Eschewing the serial killer fireworks of series one, series two opens with the murder of a pornographer on a lonely road heading back into LA from Las Vegas. The investigation pulls Bosch (Titus Welliver)and his partner Jerry Edgar (Jamie Hector) back together after Bosch’s suspension at the end of season one is lifted. The investigation uncovers a corrupt unit of officers within the LAPD, with links to an Armenian crime gang in Las Vegas. This brings Bosch, his psychologist/professional poker playing ex-wife Eleanor (Sarah Clarke) and their daughter Maddie (Madison Lintz) together again, as in the first season. There’s a hint here of a possible rapprochement between Bosch and his wife, but this aspect is never overplayed.
Season two looks at the very blurred dividing line between the police and criminals. Ex-police suborn current officers and corrupt them. Politicians and senior police officers trade positions of power and favours as if they were playing cards. The Armenians operate as if the law doesn’t exist, bringing in women from their native country to use as prostitutes, often with the connivance of the law. And Homeland Security operates as a power unto itself, ignoring the needs of the murder investigation, much to Bosch’s disgust, in their work against terrorism.

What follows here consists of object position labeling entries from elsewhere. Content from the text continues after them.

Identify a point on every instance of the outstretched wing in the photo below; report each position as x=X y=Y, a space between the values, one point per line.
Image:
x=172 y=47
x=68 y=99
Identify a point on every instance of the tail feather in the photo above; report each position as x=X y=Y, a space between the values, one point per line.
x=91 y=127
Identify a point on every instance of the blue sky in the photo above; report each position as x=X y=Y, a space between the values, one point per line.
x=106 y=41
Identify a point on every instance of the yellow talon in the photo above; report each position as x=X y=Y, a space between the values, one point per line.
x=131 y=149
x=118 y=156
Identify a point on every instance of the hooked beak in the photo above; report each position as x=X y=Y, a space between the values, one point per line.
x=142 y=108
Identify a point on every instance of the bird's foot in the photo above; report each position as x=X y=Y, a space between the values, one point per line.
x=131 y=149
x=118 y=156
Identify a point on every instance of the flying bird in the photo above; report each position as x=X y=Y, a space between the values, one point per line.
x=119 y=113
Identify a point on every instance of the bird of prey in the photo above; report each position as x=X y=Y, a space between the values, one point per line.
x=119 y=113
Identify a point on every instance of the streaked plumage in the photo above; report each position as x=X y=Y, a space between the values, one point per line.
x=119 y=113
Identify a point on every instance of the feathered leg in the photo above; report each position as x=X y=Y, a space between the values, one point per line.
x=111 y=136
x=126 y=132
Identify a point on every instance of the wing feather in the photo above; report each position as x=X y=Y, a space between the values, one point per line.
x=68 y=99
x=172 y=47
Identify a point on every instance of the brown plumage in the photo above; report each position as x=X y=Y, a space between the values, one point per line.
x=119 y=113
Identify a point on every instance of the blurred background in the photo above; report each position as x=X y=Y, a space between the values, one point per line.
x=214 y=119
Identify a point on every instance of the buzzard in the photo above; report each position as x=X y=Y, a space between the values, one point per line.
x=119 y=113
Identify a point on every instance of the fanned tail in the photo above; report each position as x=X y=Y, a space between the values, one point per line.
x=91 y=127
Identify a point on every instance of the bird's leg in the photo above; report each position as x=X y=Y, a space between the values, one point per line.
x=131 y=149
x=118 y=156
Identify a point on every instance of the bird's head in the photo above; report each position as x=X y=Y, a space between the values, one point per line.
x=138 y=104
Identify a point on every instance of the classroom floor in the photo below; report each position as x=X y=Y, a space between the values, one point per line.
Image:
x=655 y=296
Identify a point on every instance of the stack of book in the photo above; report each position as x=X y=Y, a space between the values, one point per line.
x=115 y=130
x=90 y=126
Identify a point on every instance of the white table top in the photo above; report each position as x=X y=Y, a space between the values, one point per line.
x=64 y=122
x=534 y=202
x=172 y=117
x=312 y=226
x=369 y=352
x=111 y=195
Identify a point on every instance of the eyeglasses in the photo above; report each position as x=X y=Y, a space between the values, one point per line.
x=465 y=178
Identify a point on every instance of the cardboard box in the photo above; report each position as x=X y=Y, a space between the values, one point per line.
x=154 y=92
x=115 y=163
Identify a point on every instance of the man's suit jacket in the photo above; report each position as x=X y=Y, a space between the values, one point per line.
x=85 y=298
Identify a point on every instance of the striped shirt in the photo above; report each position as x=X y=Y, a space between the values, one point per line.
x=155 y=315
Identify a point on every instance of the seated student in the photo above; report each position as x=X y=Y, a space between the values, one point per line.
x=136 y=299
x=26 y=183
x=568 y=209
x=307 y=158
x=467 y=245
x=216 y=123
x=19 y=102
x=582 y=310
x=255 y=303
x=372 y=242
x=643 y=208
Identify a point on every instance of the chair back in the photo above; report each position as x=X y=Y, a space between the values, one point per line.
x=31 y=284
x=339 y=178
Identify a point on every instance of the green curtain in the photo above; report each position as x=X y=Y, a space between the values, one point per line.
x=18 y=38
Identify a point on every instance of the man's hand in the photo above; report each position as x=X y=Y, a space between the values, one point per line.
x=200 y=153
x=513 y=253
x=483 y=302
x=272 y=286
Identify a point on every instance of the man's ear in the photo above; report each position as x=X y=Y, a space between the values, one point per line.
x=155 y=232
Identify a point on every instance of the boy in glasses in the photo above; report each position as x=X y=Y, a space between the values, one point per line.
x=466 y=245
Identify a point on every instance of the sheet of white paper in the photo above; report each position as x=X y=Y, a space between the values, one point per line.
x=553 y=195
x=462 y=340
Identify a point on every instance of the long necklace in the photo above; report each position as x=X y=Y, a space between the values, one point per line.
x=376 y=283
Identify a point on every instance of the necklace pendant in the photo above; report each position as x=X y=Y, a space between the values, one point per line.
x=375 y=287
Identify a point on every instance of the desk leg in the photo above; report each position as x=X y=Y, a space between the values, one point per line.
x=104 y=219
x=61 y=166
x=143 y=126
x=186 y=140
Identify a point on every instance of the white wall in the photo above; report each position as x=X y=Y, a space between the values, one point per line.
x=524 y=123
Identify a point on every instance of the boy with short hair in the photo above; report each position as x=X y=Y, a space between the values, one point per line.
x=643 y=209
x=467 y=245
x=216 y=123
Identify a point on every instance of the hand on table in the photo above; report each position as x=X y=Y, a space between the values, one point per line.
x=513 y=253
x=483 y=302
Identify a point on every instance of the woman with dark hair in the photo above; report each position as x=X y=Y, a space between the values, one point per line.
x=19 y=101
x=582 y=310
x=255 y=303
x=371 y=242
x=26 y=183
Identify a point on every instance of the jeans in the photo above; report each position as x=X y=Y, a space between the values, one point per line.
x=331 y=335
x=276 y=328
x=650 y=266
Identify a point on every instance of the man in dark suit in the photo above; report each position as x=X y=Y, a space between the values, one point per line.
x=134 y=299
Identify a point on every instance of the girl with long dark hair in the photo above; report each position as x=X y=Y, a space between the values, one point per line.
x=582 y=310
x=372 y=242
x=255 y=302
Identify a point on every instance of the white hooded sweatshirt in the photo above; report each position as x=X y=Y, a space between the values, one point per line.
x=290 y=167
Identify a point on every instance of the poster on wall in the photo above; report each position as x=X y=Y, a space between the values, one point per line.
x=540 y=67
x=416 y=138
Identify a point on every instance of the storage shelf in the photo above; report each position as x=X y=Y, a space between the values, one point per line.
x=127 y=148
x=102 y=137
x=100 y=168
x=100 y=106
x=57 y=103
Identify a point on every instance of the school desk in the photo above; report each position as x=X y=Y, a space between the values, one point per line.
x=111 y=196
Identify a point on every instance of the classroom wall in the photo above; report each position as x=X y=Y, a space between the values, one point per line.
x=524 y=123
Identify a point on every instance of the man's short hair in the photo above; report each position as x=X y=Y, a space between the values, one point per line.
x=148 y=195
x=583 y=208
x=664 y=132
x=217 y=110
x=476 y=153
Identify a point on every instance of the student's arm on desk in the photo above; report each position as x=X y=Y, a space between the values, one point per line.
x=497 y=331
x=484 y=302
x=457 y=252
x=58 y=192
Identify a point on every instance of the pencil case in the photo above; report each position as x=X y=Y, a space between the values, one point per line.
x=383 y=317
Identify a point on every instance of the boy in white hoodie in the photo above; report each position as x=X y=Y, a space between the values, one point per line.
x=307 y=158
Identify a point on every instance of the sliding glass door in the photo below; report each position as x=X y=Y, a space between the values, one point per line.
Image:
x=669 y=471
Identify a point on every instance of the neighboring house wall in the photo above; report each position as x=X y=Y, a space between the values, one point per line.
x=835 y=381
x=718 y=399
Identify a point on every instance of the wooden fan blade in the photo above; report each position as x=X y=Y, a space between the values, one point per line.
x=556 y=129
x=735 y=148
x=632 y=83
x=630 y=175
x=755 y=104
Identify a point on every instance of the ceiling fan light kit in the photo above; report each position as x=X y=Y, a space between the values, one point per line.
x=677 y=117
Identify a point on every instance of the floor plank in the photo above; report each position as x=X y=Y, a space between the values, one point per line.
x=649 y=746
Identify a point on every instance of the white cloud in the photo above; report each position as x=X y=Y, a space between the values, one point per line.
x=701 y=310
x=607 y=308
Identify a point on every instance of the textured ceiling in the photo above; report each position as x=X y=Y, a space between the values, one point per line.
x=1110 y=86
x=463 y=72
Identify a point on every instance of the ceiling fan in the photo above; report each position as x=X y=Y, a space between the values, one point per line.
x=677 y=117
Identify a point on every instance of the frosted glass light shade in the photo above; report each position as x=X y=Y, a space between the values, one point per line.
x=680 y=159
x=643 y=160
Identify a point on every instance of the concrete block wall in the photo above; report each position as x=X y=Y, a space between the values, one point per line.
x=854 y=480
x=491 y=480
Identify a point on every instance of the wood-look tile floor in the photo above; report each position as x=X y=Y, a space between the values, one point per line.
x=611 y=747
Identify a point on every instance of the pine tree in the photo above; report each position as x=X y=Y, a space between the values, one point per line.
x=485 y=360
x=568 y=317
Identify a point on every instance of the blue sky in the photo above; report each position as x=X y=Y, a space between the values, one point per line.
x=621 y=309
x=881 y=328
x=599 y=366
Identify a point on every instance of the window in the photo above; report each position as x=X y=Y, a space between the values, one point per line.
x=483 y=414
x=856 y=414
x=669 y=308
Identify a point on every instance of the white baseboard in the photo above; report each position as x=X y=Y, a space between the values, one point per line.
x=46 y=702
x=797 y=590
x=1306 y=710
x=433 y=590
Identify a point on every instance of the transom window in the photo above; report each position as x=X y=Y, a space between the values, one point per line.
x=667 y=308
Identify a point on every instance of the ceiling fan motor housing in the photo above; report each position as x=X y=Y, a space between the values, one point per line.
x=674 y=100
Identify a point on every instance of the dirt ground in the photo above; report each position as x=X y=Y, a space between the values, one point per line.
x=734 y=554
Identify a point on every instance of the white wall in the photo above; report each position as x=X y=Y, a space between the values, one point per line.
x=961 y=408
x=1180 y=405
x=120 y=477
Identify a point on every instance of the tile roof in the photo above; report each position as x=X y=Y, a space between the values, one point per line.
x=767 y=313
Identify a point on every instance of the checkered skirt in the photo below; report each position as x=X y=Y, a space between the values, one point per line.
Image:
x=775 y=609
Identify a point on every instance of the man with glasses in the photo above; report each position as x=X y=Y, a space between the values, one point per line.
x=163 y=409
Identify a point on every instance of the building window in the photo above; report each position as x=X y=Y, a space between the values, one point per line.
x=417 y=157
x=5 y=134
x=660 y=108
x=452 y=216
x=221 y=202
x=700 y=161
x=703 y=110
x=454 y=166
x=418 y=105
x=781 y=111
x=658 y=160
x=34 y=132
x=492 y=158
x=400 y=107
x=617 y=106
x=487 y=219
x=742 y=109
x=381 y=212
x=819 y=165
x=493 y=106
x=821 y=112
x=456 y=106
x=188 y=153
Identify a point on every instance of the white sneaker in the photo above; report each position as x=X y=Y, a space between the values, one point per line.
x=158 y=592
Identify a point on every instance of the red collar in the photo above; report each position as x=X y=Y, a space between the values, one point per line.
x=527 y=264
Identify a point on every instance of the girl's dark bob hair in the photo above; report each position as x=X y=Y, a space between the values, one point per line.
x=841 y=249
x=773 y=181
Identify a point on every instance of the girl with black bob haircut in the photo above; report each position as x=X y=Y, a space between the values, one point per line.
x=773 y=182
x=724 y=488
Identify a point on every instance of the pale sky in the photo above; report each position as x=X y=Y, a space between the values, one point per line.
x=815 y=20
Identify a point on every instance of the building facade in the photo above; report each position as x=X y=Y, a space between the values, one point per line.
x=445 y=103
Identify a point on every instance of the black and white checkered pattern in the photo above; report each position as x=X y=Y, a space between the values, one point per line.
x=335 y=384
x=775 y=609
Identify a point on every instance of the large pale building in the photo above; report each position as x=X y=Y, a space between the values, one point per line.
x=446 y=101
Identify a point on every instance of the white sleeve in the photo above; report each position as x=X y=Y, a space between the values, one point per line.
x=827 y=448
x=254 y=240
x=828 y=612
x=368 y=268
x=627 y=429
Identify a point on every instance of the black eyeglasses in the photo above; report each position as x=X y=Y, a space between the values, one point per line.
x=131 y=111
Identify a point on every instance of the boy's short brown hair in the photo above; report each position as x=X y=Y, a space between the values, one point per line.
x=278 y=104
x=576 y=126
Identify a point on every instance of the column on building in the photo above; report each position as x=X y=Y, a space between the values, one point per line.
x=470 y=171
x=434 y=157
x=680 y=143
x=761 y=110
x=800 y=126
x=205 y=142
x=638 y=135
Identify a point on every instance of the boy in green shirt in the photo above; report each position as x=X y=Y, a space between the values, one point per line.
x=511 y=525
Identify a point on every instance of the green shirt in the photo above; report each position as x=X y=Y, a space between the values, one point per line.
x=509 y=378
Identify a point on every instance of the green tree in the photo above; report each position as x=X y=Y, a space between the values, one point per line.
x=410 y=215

The storyline, much like the LA setting, is a bleak hellscape of women forced into prostitution, corrupt police and politicians, and a community largely hidden under a suffocating layer of heat and crime. Bosch, for all his faults and failings, is the one genuine beacon of light holding back the darkness. He is ably assisted by his partner, Edgar, and their boss, Lieutenant Grace Billets (Amy Aquino) but it often feels like they’re the proverbial Dutch boy with his finger in the dyke. A flood is coming.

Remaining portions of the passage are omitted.